I’ve read your comments in The Guardian in which you question whether creative writing can be taught. http://www.theguardian.com/books/2014/mar/04/creative-writing-courses-waste-of-time-hanif-kureishi Perhaps you were having a bad day in the creative writing tutor’s office. It sounds as if you do not enjoy that aspect of your job.
Others quoted in the article, and in subsequent responses to the piece, have answered your question in ways with which I agree. These other writer-tutors are, like you, published authors of renown. It is refreshing to hear that they put such energy and passion into guiding the next generation of commercially successful writers. They see the worth in encouraging would be writers to find out what sort of writer they might be and, in some cases, whether they are writers at all.
To be a writer is one thing; to be a teacher of creative writing and one who enables others to write is another. Hanif, you’re clear that you would never do a creative writing course yourself. Fair enough; you’re one of the lucky ones who doesn’t need to. Talent and early commercial success have bypassed that stage of your career for you. For others, it is different.
Take me. I embarked on a creative writing MA after a long career in marketing. I had always wanted to be a writer but, when I did an English degree in the 1980s, creative writing was not on the academic agenda. We studied literature as critics, not as potential writers. The craft of writing was barely considered. We learned how to analyse and deconstruct, but not how to create. My writing habit was driven underground. For many years I simply did not know how to coax it into the light.

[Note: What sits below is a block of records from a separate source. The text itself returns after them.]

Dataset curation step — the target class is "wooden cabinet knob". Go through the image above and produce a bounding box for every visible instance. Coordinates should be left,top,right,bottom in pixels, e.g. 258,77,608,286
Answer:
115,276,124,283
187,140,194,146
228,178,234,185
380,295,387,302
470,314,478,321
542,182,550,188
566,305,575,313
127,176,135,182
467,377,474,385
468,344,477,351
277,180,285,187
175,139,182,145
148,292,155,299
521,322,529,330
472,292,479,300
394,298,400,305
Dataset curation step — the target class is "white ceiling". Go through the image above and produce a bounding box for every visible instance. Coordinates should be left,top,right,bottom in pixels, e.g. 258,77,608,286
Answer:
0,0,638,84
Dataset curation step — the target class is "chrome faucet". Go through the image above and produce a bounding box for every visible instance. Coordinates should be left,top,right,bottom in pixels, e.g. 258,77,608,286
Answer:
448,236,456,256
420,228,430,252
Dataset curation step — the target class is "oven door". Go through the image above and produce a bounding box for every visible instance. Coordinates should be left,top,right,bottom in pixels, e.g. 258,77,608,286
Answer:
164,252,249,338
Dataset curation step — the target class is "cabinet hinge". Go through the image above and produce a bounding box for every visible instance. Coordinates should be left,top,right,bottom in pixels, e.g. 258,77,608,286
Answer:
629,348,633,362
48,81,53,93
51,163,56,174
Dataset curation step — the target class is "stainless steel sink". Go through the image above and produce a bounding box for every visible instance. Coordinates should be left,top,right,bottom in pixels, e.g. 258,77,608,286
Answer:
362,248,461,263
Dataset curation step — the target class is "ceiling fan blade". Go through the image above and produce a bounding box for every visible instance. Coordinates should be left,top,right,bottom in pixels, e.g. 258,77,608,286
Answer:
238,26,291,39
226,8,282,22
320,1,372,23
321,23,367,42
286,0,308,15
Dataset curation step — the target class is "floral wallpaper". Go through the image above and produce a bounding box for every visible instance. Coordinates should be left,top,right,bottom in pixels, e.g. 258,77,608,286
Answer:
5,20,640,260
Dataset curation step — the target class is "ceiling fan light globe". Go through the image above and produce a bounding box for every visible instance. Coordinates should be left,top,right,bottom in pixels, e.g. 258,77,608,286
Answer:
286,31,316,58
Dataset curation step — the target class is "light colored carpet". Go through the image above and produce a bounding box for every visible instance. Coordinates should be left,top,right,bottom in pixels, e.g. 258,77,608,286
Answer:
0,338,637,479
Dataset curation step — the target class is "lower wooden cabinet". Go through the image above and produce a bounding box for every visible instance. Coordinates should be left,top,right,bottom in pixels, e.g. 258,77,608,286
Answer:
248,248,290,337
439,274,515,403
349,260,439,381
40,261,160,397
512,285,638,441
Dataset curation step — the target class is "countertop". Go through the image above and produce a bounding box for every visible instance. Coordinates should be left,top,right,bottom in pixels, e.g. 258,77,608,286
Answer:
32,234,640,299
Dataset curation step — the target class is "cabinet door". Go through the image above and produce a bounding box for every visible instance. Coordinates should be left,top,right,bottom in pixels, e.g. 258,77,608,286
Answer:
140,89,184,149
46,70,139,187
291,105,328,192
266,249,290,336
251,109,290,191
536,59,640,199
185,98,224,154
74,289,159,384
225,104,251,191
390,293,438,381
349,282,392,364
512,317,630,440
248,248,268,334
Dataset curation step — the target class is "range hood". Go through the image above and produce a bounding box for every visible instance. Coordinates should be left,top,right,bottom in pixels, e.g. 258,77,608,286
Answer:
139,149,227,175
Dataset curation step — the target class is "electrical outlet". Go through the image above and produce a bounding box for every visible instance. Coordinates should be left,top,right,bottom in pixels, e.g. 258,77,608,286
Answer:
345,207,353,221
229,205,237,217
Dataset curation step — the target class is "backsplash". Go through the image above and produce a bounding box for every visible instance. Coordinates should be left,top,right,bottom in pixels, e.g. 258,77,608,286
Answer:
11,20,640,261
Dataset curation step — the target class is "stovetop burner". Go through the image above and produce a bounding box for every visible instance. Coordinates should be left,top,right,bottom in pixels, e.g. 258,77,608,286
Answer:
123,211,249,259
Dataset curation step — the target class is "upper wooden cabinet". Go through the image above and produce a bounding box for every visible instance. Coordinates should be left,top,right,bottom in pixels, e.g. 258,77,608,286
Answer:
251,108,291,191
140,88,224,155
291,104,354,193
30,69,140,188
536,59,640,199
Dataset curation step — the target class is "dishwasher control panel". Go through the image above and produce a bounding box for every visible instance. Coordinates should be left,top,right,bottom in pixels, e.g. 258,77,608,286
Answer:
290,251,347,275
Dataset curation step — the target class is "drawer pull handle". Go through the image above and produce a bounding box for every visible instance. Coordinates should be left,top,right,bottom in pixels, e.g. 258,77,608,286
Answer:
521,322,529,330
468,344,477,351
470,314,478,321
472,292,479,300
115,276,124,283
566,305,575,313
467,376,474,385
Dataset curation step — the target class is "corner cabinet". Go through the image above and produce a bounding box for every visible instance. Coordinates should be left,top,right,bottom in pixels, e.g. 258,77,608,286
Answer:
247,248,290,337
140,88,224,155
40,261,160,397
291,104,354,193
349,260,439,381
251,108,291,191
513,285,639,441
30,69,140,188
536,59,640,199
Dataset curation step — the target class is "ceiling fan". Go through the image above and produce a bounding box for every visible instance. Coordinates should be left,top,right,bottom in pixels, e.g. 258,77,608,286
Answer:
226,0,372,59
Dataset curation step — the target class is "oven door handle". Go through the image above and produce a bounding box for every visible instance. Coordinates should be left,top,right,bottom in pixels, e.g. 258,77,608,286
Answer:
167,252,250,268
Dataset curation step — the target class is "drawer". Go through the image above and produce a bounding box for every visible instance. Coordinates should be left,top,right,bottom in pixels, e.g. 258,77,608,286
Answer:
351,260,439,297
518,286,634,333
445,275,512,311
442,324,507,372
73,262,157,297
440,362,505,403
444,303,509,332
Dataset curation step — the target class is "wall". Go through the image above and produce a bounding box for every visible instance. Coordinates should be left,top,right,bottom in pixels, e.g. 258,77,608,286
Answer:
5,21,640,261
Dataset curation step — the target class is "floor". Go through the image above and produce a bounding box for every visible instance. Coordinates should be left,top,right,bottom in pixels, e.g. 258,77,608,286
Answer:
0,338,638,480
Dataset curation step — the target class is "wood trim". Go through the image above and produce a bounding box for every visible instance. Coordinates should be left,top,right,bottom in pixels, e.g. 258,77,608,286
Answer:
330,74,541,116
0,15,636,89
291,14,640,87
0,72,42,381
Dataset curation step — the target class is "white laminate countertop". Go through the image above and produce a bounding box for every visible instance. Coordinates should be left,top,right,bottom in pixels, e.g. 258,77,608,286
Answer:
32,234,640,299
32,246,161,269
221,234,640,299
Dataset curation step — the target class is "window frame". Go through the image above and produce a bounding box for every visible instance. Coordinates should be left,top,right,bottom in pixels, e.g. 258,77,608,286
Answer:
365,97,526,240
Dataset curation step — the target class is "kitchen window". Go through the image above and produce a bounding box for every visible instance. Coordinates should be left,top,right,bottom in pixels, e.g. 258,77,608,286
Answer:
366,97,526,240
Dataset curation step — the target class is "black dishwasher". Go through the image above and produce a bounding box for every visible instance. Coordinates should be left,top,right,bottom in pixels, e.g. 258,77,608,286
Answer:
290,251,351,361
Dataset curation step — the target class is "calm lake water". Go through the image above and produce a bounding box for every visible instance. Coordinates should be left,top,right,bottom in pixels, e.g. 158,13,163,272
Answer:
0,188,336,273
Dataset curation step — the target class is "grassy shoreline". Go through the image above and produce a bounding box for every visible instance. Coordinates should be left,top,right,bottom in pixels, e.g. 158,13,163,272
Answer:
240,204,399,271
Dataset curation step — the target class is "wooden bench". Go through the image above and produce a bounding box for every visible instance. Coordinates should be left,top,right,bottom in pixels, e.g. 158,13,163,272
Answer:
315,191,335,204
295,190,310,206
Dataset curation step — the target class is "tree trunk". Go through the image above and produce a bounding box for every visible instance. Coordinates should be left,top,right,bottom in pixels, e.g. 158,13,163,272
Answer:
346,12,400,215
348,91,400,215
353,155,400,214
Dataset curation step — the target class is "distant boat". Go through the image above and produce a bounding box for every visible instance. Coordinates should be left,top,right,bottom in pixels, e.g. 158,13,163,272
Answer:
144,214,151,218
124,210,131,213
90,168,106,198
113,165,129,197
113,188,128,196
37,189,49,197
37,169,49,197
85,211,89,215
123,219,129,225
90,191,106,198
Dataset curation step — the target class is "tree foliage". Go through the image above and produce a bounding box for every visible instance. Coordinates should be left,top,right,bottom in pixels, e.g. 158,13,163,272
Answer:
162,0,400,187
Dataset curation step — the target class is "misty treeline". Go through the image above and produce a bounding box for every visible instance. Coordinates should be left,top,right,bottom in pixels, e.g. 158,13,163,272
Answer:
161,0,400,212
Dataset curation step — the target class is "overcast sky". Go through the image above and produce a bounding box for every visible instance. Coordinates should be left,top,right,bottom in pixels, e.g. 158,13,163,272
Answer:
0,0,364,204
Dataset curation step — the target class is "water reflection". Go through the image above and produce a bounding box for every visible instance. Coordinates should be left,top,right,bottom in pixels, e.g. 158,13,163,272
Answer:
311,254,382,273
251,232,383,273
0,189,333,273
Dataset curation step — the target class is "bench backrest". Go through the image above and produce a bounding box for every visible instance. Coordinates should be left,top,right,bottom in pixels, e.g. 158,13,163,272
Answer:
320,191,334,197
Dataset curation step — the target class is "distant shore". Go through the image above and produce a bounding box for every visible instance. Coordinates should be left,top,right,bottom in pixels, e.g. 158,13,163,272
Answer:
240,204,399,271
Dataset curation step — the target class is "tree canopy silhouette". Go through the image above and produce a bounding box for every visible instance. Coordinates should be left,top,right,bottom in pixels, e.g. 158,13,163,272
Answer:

When I chose my creative writing MA, that changed. I steered away from the ‘write your novel or poetry collection in a year’ type course, of which there are many. I chose one that offered a module in how to be a writer in the community; in other words, how to be a writer in residence with a host organization and how to facilitate writing by others. Other elements of the course offered plenty of opportunity for me to explore form and genre and to work out what sort of writer I might be, but the ‘writing in the community’ module equipped me to go out into the wide world with skills to teach and support others attempting to write. Quite simply, whether I was published or not (although I soon was), it made me employable.
It probably helped that I loved this part of the course. I found the practical assessment, in which we had to carry out a structured writing workshop with the examiners in the room, scarier than my driving test, but I realized that there was real joy to be had in enabling others to write. Hanif, I wonder if that’s your problem. I imagine you love the writing part of your job, but do you truly love the teaching part? Many successful writers who become tutors have never received training in how to do it. No wonder they struggle.
Not everyone who embarks on a creative writing course does it to win fame and fortune. People are more realistic than that. From evening classes to one-day workshops and full MAs, you will find diverse intentions among the participants. I always ask people what they hope to gain from the experience, because it helps me shape the course content. Over the years I have heard statements such as ‘to write better dialogue’, ‘to give myself time to write’, ‘to learn about structure’, and ‘to do something creative because my day job is eating my soul’. These are all valid reasons.
For some, doing a course means they feel able to call themselves ‘writer’. It gives them confidence and validity. For others a course enables them to feel the way a musician, artist or athlete feels when they do the thing they love and are good – or good enough – at it. It is not about finding a fast route to being published, or making a living from writing. If those things follow on from learning about the craft and technique of writing, that is the icing on the cake.
So, Hanif, relax. Enjoy your teaching and do not worry if only a few of your students achieve literary success. If they do not, that is no failure; not theirs and not yours. I am glad to read, at the end of The Guardian piece, that your students value your tutoring. You are clearly doing it well. It is an inexact science and we can only offer students the tools with which to improve their writing craft. How they choose to use them, and what sort of writing life they make for themselves afterwards, whatever their degree of talent, is up to them.